As for Julien, he had never been so near to those terrible instruments of feminine artillery. “It is impossible,” he said to himself “for there to be anything more beautiful in Paris.” He could find no flaw in his happiness. The sincere admiration and ecstacies of his mistress would frequently make him forget that silly pose which had rendered him so stiff and almost ridiculous during the first moments of the intrigue. There were moments where, in spite of his habitual hypocrisy, he found an extreme delight in confessing to this great lady who admired him, his ignorance of a crowd of little usages. His mistress’s rank seemed to lift him above himself. Madame de Rênal, on her side, would find the sweetest thrill of intellectual voluptuousness in thus instructing in a number of little things this young man who was so full of genius, and who was looked upon by everyone as destined one day to go so far. Even the sub-prefect and M. Valenod could not help admiring him. She thought it made them less foolish. As for Madame Derville, she was very far from being in a position to express the same sentiments. Rendered desperate by what she thought she divined, and seeing that her good advice was becoming offensive to a woman who had literally lost her head, she left Vergy without giving the explanation, which her friend carefully refrained from asking. Madame de Rênal shed a few tears for her, and soon found her happiness greater than ever. As a result of her departure, she found herself alone with her lover nearly the whole day.

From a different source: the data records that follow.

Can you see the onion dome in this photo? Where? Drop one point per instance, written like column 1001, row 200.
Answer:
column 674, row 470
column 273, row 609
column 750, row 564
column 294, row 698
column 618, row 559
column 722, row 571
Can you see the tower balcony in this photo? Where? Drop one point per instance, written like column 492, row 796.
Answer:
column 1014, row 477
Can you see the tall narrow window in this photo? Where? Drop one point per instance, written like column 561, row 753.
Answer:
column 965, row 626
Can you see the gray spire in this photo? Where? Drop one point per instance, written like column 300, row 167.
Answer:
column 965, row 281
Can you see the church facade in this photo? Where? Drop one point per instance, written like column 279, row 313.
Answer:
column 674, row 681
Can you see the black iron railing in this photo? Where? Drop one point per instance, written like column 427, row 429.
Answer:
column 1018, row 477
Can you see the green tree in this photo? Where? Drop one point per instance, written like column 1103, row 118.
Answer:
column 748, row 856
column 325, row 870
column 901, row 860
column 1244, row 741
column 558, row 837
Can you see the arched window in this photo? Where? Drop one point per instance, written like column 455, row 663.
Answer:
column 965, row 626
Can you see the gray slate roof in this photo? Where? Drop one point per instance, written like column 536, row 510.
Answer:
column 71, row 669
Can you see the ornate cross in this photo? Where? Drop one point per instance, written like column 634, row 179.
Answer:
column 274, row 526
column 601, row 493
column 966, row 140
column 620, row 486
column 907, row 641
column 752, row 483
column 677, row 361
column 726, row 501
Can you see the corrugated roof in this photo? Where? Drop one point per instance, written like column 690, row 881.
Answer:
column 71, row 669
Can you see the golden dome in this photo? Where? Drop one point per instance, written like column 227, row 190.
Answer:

Julien abandoned himself all the more to the delightful society of his sweetheart, since, whenever he was alone, Fouqué’s fatal proposition still continued to agitate him. During the first days of his novel life there were moments when the man who had never loved, who had never been loved by anyone, would find so delicious a pleasure in being sincere, that he was on the point of confessing to Madame de Rênal that ambition which up to then had been the very essence of his existence. He would have liked to have been able to consult her on the strange temptation which Fouqué’s offer held out to him, but a little episode rendered any frankness impossible.